Nous pourrions parer au mieux aux turpitudes de fin de carrière pour les anciens avec une réelle possibilité de retraite à la carte, ou offrir à celles et ceux qui sont intéressés des formations diverses et des occupations multiples. C’est ainsi également que nous pourrions le mieux combattre les a prioris et brimades patronales sur le poste de travail. Ce dernier perdrait le caractère privé et individuel imposé par le système actuel pour devenir une chose collective appartenant à toutes et tous.
L’économie marchande est malade, elle a déjà exclu en 1992 plus 100000 personnes de l’opportunité d’un emploi salarié en Suisse, qui sont tributaires des prestations de chômage pour un terme, et condamnées à l’assistance au-delà.
Certains songent à imposer une réduction des heures de travail à ceux qui sont en emploi dans les entreprises privées ou les services d’Etat, à faire compenser la perte de salaire par la caisse de chômage et à engager du personnel pour effectuer les heures de travail ainsi libérées. C’est une forme de répartition du travail.
Pourtant il est des tâches sociales qui continueront d’être négligées, ou tout simplement ignorées comme elles l’ont été jusqu’à présent parce qu’elles ne dégagent pas de profit, ou qu’elles servent pas les besoins du capital.

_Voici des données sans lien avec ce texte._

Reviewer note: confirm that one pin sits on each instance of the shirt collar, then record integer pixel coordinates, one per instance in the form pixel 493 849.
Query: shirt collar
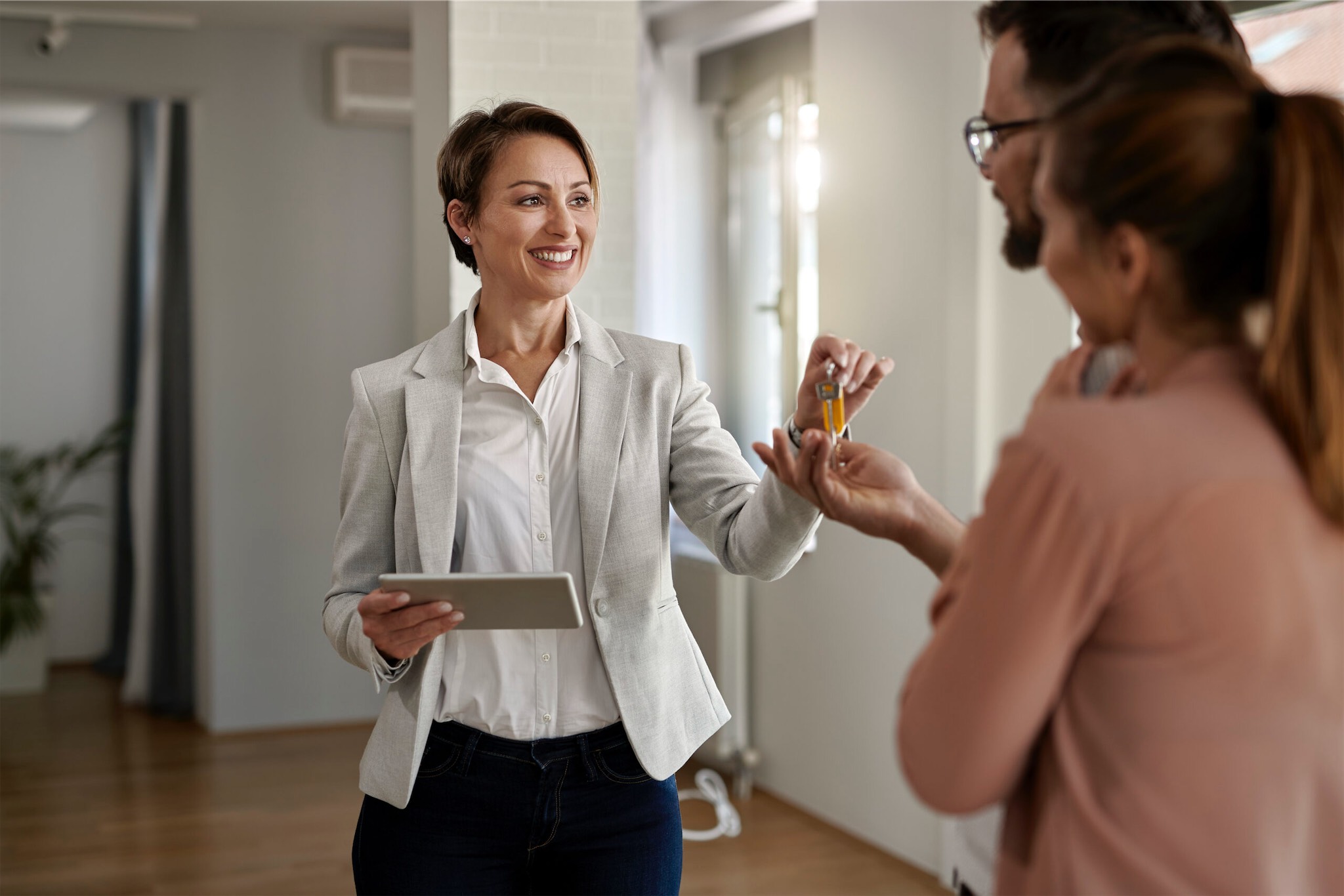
pixel 472 347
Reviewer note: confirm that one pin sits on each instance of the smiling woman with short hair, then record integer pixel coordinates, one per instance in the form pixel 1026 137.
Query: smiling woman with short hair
pixel 527 438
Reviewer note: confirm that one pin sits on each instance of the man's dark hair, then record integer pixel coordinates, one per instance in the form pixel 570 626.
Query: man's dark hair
pixel 1066 39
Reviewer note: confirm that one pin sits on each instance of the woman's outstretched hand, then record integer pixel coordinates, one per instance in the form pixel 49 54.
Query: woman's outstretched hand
pixel 869 489
pixel 398 628
pixel 858 371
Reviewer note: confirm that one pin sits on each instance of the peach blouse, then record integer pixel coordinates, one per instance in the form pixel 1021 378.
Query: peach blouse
pixel 1140 647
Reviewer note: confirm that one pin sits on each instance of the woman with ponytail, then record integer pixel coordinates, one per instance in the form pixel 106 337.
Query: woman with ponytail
pixel 1140 644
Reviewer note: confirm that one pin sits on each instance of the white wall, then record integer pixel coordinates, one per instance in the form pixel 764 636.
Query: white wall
pixel 62 251
pixel 303 270
pixel 908 268
pixel 579 58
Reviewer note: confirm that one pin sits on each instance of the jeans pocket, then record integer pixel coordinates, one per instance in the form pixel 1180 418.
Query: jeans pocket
pixel 620 766
pixel 438 757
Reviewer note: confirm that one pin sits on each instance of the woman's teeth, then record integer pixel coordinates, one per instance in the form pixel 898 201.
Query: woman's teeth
pixel 555 257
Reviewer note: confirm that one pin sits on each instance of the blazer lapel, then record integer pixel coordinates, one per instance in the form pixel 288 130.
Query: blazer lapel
pixel 604 399
pixel 433 430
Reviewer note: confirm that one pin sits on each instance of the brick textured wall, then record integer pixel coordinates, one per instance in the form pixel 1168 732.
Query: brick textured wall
pixel 579 58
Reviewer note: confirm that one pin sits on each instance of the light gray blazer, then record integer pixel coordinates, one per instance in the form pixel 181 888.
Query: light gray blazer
pixel 648 434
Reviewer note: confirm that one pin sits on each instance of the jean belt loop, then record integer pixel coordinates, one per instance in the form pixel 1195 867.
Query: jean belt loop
pixel 588 758
pixel 465 760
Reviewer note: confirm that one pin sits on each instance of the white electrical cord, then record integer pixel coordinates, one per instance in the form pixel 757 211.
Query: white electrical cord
pixel 710 788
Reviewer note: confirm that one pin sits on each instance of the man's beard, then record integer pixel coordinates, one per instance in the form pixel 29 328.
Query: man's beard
pixel 1022 242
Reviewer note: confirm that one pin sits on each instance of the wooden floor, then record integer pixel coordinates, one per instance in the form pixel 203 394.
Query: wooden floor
pixel 96 798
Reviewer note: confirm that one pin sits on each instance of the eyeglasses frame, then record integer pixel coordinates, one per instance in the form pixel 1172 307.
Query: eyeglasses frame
pixel 978 125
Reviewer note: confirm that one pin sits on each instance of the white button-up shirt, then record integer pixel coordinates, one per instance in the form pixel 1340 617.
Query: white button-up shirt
pixel 518 511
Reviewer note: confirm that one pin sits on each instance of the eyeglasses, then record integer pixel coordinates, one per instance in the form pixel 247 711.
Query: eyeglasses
pixel 983 138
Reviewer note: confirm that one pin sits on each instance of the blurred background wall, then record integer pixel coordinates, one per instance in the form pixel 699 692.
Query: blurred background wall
pixel 301 266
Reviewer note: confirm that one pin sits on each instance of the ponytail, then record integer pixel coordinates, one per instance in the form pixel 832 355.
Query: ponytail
pixel 1245 187
pixel 1301 371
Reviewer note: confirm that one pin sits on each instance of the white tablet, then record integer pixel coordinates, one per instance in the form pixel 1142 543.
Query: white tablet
pixel 496 600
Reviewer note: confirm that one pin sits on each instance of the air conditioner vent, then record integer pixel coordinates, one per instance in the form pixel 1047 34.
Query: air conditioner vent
pixel 371 85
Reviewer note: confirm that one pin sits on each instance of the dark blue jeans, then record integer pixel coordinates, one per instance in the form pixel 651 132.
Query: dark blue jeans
pixel 492 816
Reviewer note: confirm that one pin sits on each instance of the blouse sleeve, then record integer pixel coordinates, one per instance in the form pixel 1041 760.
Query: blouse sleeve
pixel 1023 593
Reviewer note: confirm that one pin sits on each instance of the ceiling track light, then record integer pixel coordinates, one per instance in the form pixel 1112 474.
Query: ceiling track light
pixel 58 34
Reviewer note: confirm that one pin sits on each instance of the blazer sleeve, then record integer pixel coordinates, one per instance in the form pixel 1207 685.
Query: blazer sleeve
pixel 754 527
pixel 1023 594
pixel 365 542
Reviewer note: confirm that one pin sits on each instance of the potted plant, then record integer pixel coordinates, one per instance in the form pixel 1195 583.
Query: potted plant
pixel 33 502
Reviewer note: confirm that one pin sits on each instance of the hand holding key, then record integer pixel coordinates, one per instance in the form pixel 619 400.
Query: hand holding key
pixel 851 375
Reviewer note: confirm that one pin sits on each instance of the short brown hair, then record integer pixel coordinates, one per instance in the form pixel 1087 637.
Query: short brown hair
pixel 473 143
pixel 1242 186
pixel 1066 39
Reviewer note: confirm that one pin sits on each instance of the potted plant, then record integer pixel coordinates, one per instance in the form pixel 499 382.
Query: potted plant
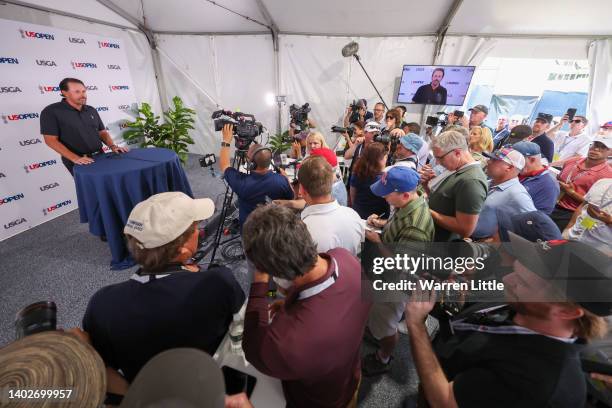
pixel 173 134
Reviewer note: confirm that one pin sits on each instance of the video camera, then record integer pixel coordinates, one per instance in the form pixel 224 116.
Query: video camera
pixel 299 116
pixel 355 106
pixel 442 119
pixel 246 128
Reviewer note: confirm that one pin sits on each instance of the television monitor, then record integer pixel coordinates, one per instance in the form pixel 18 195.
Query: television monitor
pixel 435 84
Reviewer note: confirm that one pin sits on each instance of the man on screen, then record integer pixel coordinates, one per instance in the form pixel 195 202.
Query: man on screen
pixel 432 93
pixel 74 129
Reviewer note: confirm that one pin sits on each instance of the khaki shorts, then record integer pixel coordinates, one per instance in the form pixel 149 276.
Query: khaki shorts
pixel 384 318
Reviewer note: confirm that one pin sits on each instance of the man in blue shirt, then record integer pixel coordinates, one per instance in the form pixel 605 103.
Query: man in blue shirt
pixel 252 189
pixel 506 194
pixel 539 182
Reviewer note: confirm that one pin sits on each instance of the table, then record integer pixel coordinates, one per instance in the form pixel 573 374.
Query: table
pixel 108 189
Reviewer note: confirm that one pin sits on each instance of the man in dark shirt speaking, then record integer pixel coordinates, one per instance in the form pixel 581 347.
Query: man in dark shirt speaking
pixel 74 129
pixel 432 93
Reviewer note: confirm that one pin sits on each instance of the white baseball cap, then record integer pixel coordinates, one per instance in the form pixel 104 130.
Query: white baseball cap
pixel 162 218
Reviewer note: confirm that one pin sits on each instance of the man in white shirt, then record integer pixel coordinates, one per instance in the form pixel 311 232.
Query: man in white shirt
pixel 574 143
pixel 330 224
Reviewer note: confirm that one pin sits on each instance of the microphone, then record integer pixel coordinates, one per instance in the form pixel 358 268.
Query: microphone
pixel 350 49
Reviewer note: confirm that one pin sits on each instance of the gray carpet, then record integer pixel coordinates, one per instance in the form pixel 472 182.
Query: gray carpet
pixel 61 261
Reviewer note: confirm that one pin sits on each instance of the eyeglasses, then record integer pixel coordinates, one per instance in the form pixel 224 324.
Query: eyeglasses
pixel 438 158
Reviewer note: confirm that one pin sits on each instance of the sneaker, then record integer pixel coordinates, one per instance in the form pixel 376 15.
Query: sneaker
pixel 371 365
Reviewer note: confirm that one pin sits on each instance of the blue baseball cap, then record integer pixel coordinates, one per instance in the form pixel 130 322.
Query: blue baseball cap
pixel 527 149
pixel 399 179
pixel 533 226
pixel 412 142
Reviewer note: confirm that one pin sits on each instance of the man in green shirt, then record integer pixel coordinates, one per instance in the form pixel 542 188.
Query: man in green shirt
pixel 410 222
pixel 458 194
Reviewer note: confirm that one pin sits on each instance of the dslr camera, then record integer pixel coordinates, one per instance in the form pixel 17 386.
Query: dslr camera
pixel 246 128
pixel 299 116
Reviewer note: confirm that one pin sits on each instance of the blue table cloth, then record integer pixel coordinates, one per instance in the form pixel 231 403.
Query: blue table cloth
pixel 109 188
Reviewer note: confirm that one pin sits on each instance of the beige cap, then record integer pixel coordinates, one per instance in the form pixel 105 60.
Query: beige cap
pixel 162 218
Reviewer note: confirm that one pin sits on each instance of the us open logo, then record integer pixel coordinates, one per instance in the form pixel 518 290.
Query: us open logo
pixel 83 65
pixel 14 223
pixel 35 35
pixel 19 116
pixel 56 207
pixel 46 89
pixel 10 89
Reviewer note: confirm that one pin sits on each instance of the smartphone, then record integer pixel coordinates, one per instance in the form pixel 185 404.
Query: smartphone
pixel 236 381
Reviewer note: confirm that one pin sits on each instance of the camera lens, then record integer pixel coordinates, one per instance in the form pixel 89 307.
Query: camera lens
pixel 35 318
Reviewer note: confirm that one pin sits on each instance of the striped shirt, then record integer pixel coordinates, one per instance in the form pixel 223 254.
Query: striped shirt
pixel 410 223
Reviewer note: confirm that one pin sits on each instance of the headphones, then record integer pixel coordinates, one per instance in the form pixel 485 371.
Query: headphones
pixel 252 164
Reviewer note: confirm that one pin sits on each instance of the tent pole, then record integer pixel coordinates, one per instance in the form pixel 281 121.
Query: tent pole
pixel 161 88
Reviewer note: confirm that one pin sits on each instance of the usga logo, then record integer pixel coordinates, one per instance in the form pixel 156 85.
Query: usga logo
pixel 118 87
pixel 76 65
pixel 9 89
pixel 15 223
pixel 34 34
pixel 19 116
pixel 44 89
pixel 30 142
pixel 56 207
pixel 34 166
pixel 106 44
pixel 8 199
pixel 49 186
pixel 47 63
pixel 8 60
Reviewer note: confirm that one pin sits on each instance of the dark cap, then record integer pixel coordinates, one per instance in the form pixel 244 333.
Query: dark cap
pixel 533 226
pixel 181 377
pixel 544 116
pixel 579 272
pixel 480 108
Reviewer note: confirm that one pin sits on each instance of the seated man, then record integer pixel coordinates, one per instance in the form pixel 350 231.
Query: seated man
pixel 506 194
pixel 168 302
pixel 577 177
pixel 312 342
pixel 253 188
pixel 539 182
pixel 330 224
pixel 411 222
pixel 522 354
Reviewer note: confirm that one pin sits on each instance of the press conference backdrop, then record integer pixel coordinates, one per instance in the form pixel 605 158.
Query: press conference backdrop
pixel 34 185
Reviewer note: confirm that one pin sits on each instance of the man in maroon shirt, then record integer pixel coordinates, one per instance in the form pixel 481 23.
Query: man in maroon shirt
pixel 312 343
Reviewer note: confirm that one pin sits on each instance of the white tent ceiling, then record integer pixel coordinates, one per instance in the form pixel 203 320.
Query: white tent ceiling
pixel 352 17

Il en va ainsi du soin apporté aux anciens, aux invalides, d’une production agricole vraiment écologique, de l’entretien des rivières et des forêts ; ou encore de l’aide internationale aux sinistrés, en faveur de la paix, etc.
Ne pourrions-nous pas utiliser une partie des fonds destinés à prémunir les travailleurs contre les affres pécuniaires du chômage aux fins de créer les emplois nécessaires à la satisfaction de ces besoins sociaux reconnus, et d’offrir des emplois rémunérateurs à celles et ceux qui désirent les pourvoir ?
Il ne s’agirait bien sûr pas de développer une activité parallèle à celles existantes déjà sur le marché, mais plutôt de rétribuer par exemple les bénévoles s’occupant de cuisines scolaires, ou d’autres sociétés d’utilité sociale. On pallierait ainsi aux carences du système, et d’autre part on obtiendrait un droit au travail bien différent de l’esclavage et de l’abrutissement réservé à beaucoup d’entre nous dans les entreprises traditionnelles.
Nous avons besoin de créer des ponts entre l’économie actuelle avec les travailleurs qui y assument les tâches imparties, et une forme de société qui permette aux individus à se libérer du travail tel qu’il existe – tout en trouvant dans ce travail les moyens de s’y impliquer pour le transformer.